I was actually going to write about something totally different this week, but last night while I was putting the babies to bed I heard something that changed my mind.
I was listening to the Freakanomics podcast, and if you read last week’s article, you know I listen to podcasts a lot. Anyway, one of the topics that came up during the episode was ‘where does fat go when you lose weight?’
Since I’m helping people lose weight all the time, this should be something that I know, but to be honest, I’d never really focused on the actual chemical process of what happens when the body burns fat.
Like most people, I’d just assumed it got burned off in the form of energy. That wasn’t the case.
Apparently I wasn’t the only one that hadn’t really thought about it too much. It wasn’t until late last year (2014) that Prof. Andrew Brown and Ruben Meerman, from University of New South Wales, finally did the calculations on known biochemistry and published their study in the British Medical Journal.
What do the “experts” think?
Not only did they reveal the biochemistry of how fat gets broken down but they also revealed that most health professionals (doctors, trainers and nutritionists) had no idea what was really happening.
I, along with most of all doctors, trainers and dieticians that were surveyed thought that the fat was turned into energy or heat. Brown and Meerman say that this “violates the law of conservation of mass.” (You know, that old E=MC2 formula from Einstein.)
“We suspect this misconception is caused by the “energy in/energy out” mantra and the focus on energy production”
Some though it was turned into sweat, urine or feces and others though it became muscle.
Hindsight is 20/20 and when I thought about this, when you sleep you don’t use a lot of energy and are not using the bathroom (hopefully) or sweating away pounds from your body. Yet when people wake up, they are a few pounds lighter than when they went to sleep. Something else had to be happening.
So What REALLY Happens?
The simple answer is that you breathe out most of the fat. Yes, it sounds strange, so let me drop a little science on you. (A simplified version.)
Body fat is made up of carbon, hydrogen and oxygen.
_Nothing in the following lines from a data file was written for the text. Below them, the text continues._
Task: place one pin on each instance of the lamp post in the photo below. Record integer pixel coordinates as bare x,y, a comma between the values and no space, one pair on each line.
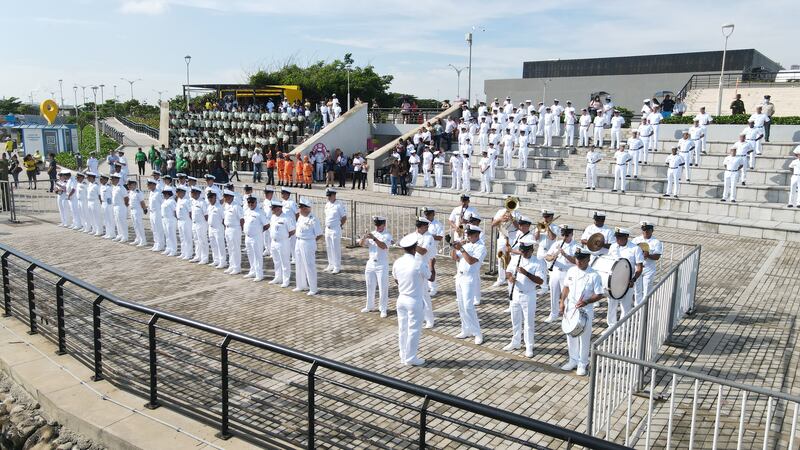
458,83
727,30
188,59
96,123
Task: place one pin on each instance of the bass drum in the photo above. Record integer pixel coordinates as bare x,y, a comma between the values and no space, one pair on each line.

When we breathe oxygen from the air, the fat becomes oxidized and turns into carbon dioxide (CO2) and water (H20.)
The carbon dioxide is exhaled by our lungs and the water is excreted in our sweat, urine, feces and other bodily fluids.
So to burn 10kg (22 lbs.) of fat you would need to breathe in 29kg (63.9 lbs.) of oxygen. That 10kg of fat will turn into 8.4 kg (18.5 lbs.) of carbon dioxide and 1.6 kg (3.5 lbs.) of water. (When you include the 29 kg of oxygen that equates to 19.6 kg of carbon dioxide and 9.4 kg of water.)
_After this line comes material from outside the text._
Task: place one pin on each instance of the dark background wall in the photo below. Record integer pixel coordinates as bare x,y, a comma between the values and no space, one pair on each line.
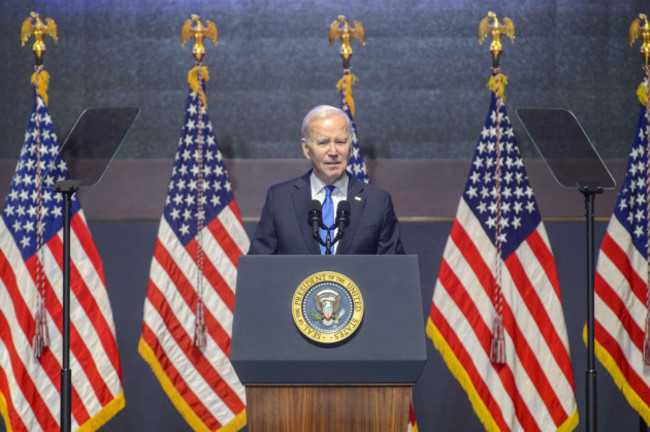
421,103
422,72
That is a lot of air you need to breathe to lose weight.
They say their calculations do not take into account that under certain conditions fat may be converted to ketone bodies and used for energy.
Should this change the way you lose weight?
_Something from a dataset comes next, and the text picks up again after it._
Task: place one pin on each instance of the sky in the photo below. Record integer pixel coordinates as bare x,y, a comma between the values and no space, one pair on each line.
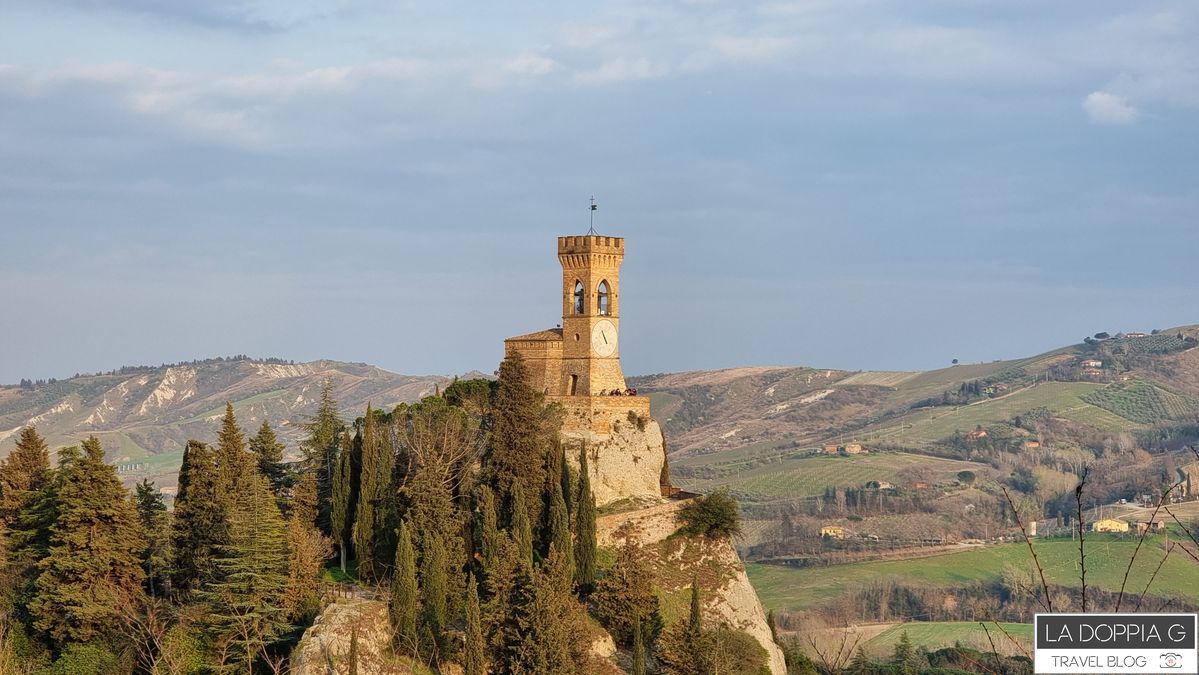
843,184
Meeman says exercise is still required. “The breathing faster is definitely what you need to do, but you have to do it because your body needs to get rid of more carbon dioxide because you’re exercising.”
If you are simply breathing in more oxygen than your body needs that is hyperventilation and if you do that for too long you’ll eventually faint.
So exercise is still key because you need to give your body a reason to inhale more oxygen. Yes, cardio will make you breathe faster, but don’t forget the weights. If you’ve ever done a good set of squats or deadlifts, you know how much harder you are breathing when you are done.
Let’s also not forget your nutrition. Removing carbon from the body is the key to losing fat. If you are taking in carbon from your food faster than you are burning it, you will gain weight. So diet is still key.
This also means that building muscle is still important for fat loss. More muscle will require your body to get more oxygen throughout the day. This means you’ll be oxidizing more fat and exhaling more carbon dioxide, even while resting.
Take Away Message
So while I thought this was interesting it doesn’t really change too much of what you need to do to lose fat. You still need to eat healthy and work out. Yup, the hard work and consistency still matter.
Nutrition is still number one and if you want to learn how lose weight fast, it’s going to come down to eating the right foods.
This does, however, clear up some misconceptions that I and many others had about what happens to fat when you “burn” it.
So, I hope you enjoyed this bit of biochemistry. If you liked my summary and want to take a look at the original article from the December 2014 edition of the BJM, you can check it out here. They go over the science with a bit more chemistry involved.
Thanks for reading. Now get to the gym and SMASH IT!!!